Merceron C, Mangiavini L, Robling A, Wilson TL, Giaccia AJ, Shapiro IM, Schipani E, Risbud MV - PLoS ONE (2014)

Bottom Line: This structure is covered superior and inferior side by cartilaginous endplates (CEP).The NP is a unique tissue within the IVD as it results from the differentiation of notochordal cells, whereas, AF and CEP derive from the sclerotome.Loss of the NP in mutant mice significantly reduced the IVD biomechanical properties by decreasing its ability to absorb mechanical stress.

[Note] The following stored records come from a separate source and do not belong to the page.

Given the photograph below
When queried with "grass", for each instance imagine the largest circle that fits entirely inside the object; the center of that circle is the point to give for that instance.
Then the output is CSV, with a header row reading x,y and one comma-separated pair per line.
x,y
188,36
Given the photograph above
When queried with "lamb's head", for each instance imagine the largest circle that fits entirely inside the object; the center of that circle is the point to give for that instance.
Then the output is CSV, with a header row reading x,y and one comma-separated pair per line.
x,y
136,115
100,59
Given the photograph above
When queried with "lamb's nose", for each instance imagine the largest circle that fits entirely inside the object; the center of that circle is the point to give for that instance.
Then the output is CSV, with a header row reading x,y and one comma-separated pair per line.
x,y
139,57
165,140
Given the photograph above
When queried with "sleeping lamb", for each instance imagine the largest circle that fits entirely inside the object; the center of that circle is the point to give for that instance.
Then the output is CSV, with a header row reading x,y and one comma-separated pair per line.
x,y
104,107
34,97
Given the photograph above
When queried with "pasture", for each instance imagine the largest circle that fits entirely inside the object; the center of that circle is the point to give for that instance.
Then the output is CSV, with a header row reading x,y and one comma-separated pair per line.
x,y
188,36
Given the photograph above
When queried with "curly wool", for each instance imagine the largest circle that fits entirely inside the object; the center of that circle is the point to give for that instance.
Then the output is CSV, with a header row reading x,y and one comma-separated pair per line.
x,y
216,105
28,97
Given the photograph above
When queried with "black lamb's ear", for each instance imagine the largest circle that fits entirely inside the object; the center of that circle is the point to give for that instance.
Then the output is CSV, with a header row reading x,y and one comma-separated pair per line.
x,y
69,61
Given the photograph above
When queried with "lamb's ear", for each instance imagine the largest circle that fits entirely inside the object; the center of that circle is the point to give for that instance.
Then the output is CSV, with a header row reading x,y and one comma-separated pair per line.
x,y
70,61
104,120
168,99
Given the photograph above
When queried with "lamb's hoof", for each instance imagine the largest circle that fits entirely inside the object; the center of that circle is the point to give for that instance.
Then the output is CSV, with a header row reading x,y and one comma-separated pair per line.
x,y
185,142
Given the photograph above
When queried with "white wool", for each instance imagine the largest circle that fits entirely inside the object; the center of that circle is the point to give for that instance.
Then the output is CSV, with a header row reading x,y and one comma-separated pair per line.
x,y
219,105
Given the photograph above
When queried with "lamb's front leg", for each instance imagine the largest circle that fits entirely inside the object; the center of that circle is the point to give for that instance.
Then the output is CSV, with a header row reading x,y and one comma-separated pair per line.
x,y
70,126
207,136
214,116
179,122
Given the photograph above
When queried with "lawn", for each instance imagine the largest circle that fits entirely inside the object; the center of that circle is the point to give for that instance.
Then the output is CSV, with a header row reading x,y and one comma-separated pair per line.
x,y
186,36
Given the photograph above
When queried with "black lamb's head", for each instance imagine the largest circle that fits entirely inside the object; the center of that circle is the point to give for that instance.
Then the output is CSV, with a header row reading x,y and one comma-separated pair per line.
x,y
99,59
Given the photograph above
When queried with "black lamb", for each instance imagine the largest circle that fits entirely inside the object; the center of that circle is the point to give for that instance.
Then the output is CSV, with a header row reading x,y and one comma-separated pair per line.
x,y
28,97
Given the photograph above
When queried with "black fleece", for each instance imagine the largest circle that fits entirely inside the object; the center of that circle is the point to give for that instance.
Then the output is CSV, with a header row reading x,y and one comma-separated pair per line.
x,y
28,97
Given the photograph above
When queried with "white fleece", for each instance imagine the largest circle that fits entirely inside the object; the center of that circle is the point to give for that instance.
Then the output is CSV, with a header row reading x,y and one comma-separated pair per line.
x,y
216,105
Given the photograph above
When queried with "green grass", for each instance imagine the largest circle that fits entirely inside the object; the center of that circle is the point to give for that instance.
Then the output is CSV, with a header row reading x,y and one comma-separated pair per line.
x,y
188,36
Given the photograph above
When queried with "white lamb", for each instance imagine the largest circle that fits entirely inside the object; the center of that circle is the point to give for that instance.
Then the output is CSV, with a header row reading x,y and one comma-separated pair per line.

View Article: PubMed Central - PubMed

Affiliation: Department of Orthopaedic Surgery, Medical School, University of Michigan, Ann Arbor, Michigan, United States of America; Inserm, UMRS 791-LIOAD, Centre for Osteoarticular and Dental Tissue Engineering, Group STEP 'Skeletal Tissue Engineering and Physiopathology', Nantes, France; LUNAM, Nantes University, Faculty of Dental Surgery, Nantes, France.

ABSTRACT
The intervertebral disc (IVD) is one of the largest avascular organs in vertebrates. The nucleus pulposus (NP), a highly hydrated and proteoglycan-enriched tissue, forms the inner portion of the IVD. The NP is surrounded by a multi-lamellar fibrocartilaginous structure, the annulus fibrosus (AF). This structure is covered superior and inferior side by cartilaginous endplates (CEP). The NP is a unique tissue within the IVD as it results from the differentiation of notochordal cells, whereas, AF and CEP derive from the sclerotome. The hypoxia inducible factor-1α (HIF-1α) is expressed in NP cells but its function in NP development and homeostasis is largely unknown. We thus conditionally deleted HIF-1α in notochordal cells and investigated how loss of this transcription factor impacts NP formation and homeostasis at E15.5, birth, 1 and 4 months of age, respectively. Histological analysis, cell lineage studies, and TUNEL assay were performed. Morphologic changes of the mutant NP cells were identified as early as E15.5, followed, postnatally, by the progressive disappearance and replacement of the NP with a novel tissue that resembles fibrocartilage. Notably, lineage studies and TUNEL assay unequivocally proved that NP cells did not transdifferentiate into chondrocyte-like cells but they rather underwent massive cell death, and were completely replaced by a cell population belonging to a lineage distinct from the notochordal one. Finally, to evaluate the functional consequences of HIF-1α deletion in the NP, biomechanical testing of mutant IVD was performed. Loss of the NP in mutant mice significantly reduced the IVD biomechanical properties by decreasing its ability to absorb mechanical stress. These findings are similar to the changes usually observed during human IVD degeneration. Our study thus demonstrates that HIF-1α is essential for NP development and homeostasis, and it raises the intriguing possibility that this transcription factor could be involved in IVD degeneration in humans.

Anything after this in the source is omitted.